At inception, the operator of the protocol will be Nahmii AS with a roadmap of decentralizing this process to allow more players in this sphere, but with the support of the Nahmii Foundation. Transactions occurring on Nahmii requires the operator to countersign these, which allows only valid state transactions to happen.
In the event of a compromised/rogue operator, the protocol will continue to operate, ensuring that the commercial application faces no operational error. This is due to the foundational model of governance approach by Nahmii.
Transactions on Nahmii generates receipts which are used to prove either an operator or user fraud. These receipts are challenged during when users attempt to commit their states to the base layer, this is equally known as Fraud proof challenge. There are rewards to the challengers of either the user settling fraud or operator fraud in the form of bonds.
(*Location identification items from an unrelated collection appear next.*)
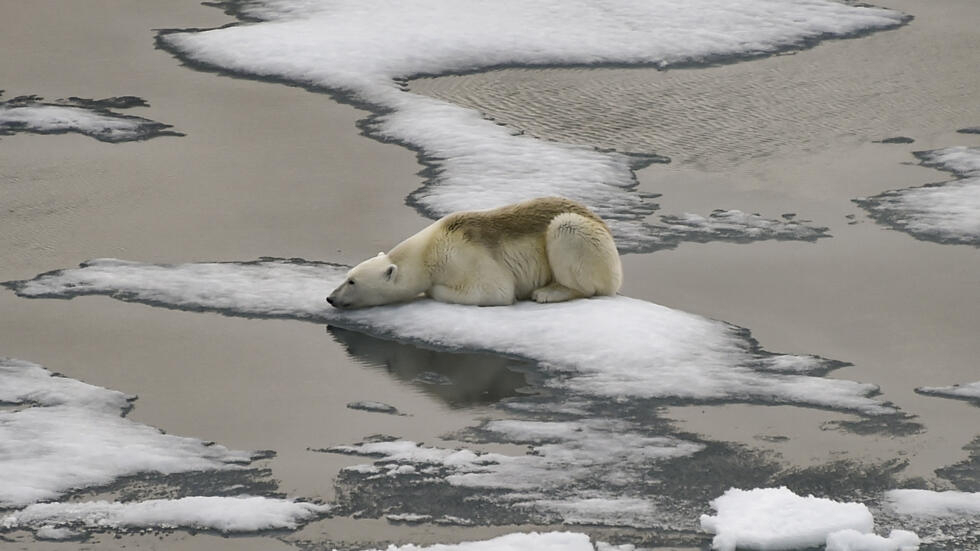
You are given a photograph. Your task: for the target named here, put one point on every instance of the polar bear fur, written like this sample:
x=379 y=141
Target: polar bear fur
x=548 y=249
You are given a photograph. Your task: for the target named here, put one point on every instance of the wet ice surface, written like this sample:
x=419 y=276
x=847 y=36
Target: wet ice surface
x=967 y=391
x=92 y=118
x=550 y=541
x=363 y=51
x=945 y=213
x=926 y=503
x=585 y=406
x=63 y=437
x=630 y=349
x=71 y=435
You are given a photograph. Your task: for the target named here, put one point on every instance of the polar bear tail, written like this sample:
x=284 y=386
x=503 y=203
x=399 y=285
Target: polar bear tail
x=583 y=255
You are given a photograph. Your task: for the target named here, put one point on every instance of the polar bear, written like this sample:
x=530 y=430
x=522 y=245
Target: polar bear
x=548 y=249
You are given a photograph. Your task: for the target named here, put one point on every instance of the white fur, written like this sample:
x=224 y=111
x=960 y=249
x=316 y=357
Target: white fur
x=574 y=257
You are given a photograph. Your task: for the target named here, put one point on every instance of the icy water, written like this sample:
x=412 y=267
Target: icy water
x=620 y=420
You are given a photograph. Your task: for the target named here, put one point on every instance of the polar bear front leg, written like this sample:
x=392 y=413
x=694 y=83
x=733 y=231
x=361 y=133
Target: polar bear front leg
x=555 y=292
x=472 y=295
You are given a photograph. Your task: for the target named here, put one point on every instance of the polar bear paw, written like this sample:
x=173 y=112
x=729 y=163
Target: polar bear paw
x=554 y=293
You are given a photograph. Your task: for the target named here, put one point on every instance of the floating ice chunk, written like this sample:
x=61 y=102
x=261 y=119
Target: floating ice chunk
x=926 y=503
x=553 y=478
x=737 y=225
x=73 y=436
x=602 y=511
x=408 y=518
x=225 y=514
x=852 y=540
x=945 y=213
x=969 y=391
x=82 y=116
x=361 y=47
x=629 y=348
x=29 y=383
x=550 y=541
x=376 y=407
x=777 y=518
x=960 y=160
x=49 y=532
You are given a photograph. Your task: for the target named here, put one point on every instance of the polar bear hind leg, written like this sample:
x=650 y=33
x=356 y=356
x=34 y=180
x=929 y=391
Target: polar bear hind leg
x=583 y=258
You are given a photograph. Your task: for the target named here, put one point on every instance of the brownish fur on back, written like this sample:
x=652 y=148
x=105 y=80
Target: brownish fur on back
x=524 y=219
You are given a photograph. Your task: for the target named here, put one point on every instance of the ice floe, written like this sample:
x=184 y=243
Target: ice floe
x=224 y=514
x=928 y=504
x=629 y=348
x=852 y=540
x=967 y=391
x=89 y=117
x=69 y=435
x=362 y=50
x=946 y=213
x=777 y=518
x=554 y=479
x=376 y=407
x=519 y=541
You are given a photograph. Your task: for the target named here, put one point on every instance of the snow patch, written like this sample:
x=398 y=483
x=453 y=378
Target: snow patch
x=30 y=114
x=930 y=504
x=550 y=541
x=363 y=49
x=852 y=540
x=969 y=391
x=71 y=435
x=947 y=212
x=777 y=518
x=224 y=514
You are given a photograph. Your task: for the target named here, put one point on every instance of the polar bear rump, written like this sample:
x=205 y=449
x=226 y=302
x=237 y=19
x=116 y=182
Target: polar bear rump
x=548 y=249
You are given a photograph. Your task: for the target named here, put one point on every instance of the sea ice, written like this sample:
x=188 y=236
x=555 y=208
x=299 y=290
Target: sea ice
x=224 y=514
x=519 y=541
x=969 y=391
x=376 y=407
x=927 y=503
x=30 y=114
x=555 y=478
x=852 y=540
x=363 y=48
x=70 y=435
x=948 y=212
x=777 y=518
x=628 y=348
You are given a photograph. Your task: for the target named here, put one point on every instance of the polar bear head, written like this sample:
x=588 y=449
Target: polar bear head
x=370 y=283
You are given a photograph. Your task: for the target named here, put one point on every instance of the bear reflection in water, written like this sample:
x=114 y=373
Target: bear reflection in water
x=460 y=379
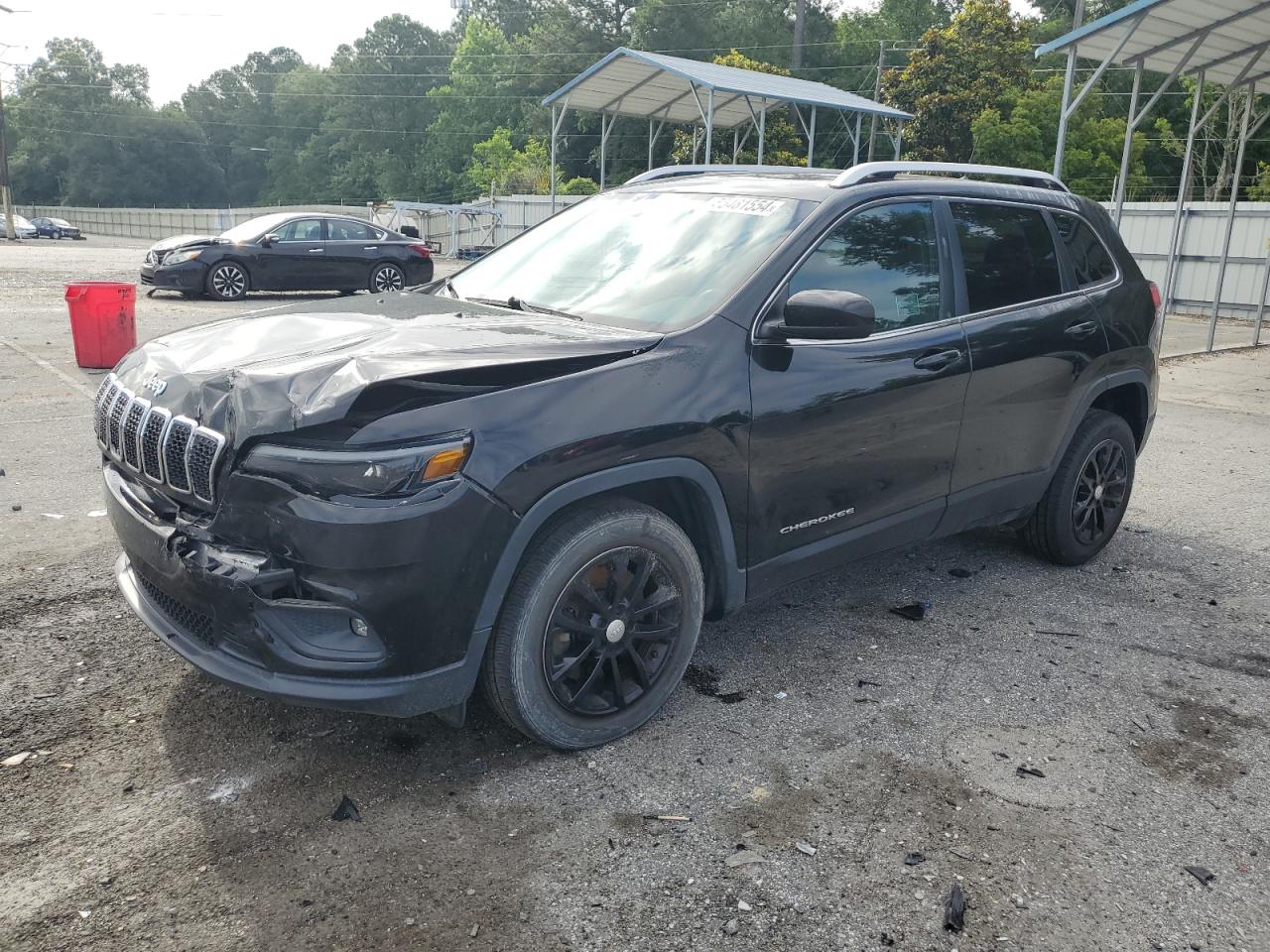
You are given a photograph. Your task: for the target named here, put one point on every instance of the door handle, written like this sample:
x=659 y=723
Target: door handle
x=938 y=361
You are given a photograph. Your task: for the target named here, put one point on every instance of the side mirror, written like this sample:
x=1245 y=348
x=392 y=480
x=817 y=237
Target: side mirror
x=826 y=315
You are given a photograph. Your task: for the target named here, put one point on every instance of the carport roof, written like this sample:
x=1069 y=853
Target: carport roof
x=1228 y=40
x=652 y=85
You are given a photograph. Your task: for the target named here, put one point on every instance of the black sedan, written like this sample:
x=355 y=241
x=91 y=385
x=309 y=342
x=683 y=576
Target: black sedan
x=56 y=227
x=307 y=252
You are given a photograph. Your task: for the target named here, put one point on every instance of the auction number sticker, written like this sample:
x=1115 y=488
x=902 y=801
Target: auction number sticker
x=743 y=204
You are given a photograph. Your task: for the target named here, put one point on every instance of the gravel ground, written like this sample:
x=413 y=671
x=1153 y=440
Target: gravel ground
x=166 y=812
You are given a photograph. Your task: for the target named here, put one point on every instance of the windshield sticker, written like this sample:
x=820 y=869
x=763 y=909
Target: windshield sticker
x=743 y=204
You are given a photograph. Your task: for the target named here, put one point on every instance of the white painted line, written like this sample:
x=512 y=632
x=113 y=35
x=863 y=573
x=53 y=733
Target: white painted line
x=56 y=371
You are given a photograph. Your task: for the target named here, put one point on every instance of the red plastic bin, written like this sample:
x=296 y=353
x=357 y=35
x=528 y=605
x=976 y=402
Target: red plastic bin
x=103 y=321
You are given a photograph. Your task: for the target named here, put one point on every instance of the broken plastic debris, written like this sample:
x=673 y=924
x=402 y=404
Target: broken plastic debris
x=953 y=909
x=1201 y=874
x=347 y=810
x=913 y=611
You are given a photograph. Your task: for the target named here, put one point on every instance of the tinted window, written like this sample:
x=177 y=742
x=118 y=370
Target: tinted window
x=1088 y=255
x=890 y=255
x=1007 y=253
x=339 y=230
x=302 y=230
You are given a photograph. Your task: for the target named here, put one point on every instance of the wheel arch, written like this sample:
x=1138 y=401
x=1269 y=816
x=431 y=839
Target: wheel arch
x=681 y=488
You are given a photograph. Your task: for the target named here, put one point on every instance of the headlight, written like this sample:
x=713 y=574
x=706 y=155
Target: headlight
x=400 y=471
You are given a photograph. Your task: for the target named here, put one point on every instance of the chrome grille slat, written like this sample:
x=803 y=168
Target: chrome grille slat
x=172 y=451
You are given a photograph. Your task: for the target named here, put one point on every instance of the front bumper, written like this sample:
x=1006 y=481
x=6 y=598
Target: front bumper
x=187 y=276
x=281 y=627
For transactions to be approved on Nahmii, it must be co-signed by the operator who confirms the validity of these, this process ensures the integrity of the protocol. On withdrawals to the base layer (state settlements), like other layer 2 protocols, this features a challenge period of which consensus must be reached to validate a settlement request. Here, transaction receipts from the operator are checked and used as fraud proofs during a timed window.
If the settlement process goes unchallenged, the user who started the settlement is allowed to exit the protocol.
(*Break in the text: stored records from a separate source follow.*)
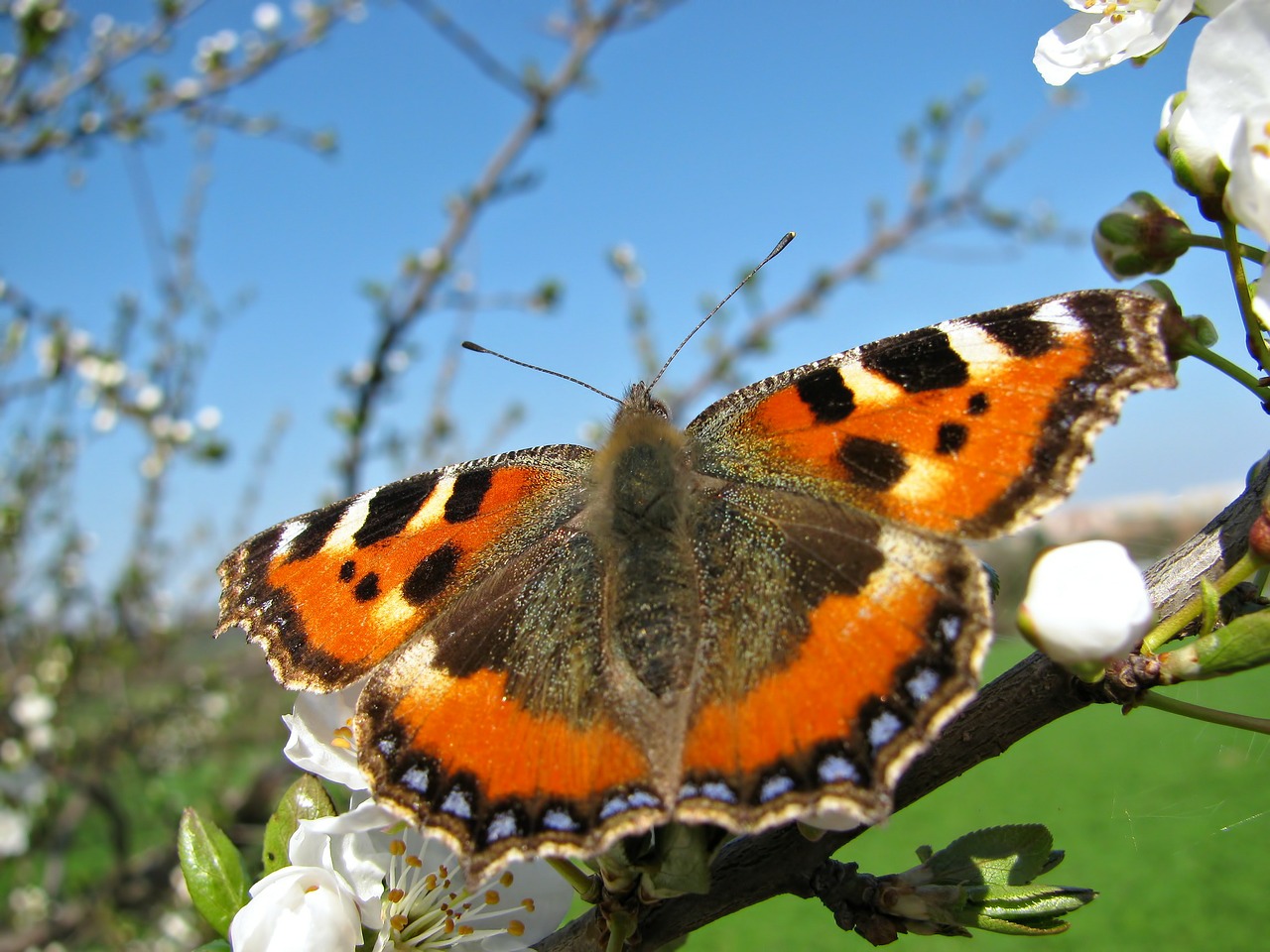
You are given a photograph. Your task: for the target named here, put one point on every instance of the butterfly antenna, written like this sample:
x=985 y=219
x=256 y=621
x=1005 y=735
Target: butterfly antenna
x=780 y=246
x=480 y=349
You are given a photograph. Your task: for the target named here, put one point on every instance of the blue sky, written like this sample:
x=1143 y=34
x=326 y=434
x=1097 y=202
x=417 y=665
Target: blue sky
x=701 y=140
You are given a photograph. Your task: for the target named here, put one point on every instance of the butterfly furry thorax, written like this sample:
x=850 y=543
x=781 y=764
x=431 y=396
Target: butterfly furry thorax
x=761 y=617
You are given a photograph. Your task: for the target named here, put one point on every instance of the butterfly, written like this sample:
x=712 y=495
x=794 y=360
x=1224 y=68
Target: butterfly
x=758 y=619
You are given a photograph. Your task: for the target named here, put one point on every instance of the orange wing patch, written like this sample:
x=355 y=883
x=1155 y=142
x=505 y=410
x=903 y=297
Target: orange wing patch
x=875 y=674
x=333 y=593
x=970 y=426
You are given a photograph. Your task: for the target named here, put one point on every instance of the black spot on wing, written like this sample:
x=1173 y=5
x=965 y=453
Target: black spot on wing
x=393 y=507
x=919 y=361
x=873 y=463
x=431 y=575
x=1020 y=334
x=826 y=395
x=951 y=439
x=467 y=494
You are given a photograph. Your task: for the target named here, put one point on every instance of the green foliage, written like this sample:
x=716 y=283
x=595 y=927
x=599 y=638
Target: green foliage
x=305 y=800
x=213 y=870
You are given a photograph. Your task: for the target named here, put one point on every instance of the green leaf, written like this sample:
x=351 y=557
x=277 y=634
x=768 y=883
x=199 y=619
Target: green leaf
x=212 y=869
x=1003 y=927
x=1016 y=902
x=1242 y=644
x=305 y=800
x=1003 y=856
Layer 2 protocols are faced with the possibility of an external manipulator, despite their in-house checks and balance systems, fraud and settlement challenges do rest on the principle of data availability. Remember, the operator must publish accurate receipts at all times; without these accurate data, a number of processes are stalled, users aren't able to perform the fraud challenge and Nahmii can't verify its off-chain elements.
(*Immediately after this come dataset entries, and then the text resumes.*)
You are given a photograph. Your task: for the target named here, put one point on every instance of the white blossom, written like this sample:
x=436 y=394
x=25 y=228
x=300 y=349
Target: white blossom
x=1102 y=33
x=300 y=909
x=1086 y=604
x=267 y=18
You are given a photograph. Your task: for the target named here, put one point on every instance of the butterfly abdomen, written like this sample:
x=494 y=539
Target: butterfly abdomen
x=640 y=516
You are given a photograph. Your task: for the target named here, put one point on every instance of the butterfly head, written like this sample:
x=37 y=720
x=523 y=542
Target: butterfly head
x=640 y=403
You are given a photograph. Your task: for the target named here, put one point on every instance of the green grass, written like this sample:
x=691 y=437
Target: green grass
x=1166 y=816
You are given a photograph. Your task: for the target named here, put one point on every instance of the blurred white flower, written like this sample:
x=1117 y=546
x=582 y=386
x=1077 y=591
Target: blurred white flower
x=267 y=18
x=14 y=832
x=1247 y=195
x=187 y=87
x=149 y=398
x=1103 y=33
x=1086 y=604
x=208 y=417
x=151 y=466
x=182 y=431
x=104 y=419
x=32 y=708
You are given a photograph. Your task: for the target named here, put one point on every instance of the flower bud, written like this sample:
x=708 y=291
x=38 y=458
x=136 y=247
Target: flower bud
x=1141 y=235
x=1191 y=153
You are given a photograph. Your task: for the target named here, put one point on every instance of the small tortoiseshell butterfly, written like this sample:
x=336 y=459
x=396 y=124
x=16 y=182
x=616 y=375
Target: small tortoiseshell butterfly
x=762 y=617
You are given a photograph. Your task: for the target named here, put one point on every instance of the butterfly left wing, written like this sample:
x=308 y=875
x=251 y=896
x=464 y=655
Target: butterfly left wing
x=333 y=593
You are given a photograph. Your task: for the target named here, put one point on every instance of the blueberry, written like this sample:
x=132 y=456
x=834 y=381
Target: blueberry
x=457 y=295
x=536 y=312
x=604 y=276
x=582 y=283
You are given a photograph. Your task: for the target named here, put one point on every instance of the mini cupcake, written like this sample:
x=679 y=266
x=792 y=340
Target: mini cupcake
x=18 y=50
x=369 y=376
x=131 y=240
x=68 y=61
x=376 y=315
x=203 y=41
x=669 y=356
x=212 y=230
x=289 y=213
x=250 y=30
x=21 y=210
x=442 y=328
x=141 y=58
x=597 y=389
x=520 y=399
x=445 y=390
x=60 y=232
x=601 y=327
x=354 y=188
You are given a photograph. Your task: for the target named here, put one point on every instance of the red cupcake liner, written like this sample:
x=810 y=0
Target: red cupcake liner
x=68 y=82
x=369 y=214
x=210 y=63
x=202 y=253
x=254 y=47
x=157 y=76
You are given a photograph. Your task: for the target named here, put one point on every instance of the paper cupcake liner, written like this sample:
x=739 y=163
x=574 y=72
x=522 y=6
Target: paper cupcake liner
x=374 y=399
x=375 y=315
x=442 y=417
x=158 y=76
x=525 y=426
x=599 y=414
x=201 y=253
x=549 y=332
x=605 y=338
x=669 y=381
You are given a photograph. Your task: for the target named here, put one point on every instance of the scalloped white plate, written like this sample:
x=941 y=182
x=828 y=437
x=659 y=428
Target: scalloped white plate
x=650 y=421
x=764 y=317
To ensure trustlessness and reliable data from operators, the data-availability oracle was designed to be a fully decentralized mechanism which allows Nahmii token holders to be incentivized to monitor the availability.
The Data oracle serves as a function of account settlement on the protocol, working primarily on a boolean principle (TRUE/FALSE). It checks the user's transactions for validity before the user begins the settlement challenge.
The Oracle is currently in a testing phase and the foundation members (excluding Nahmii AS) will act as a data-availability committee.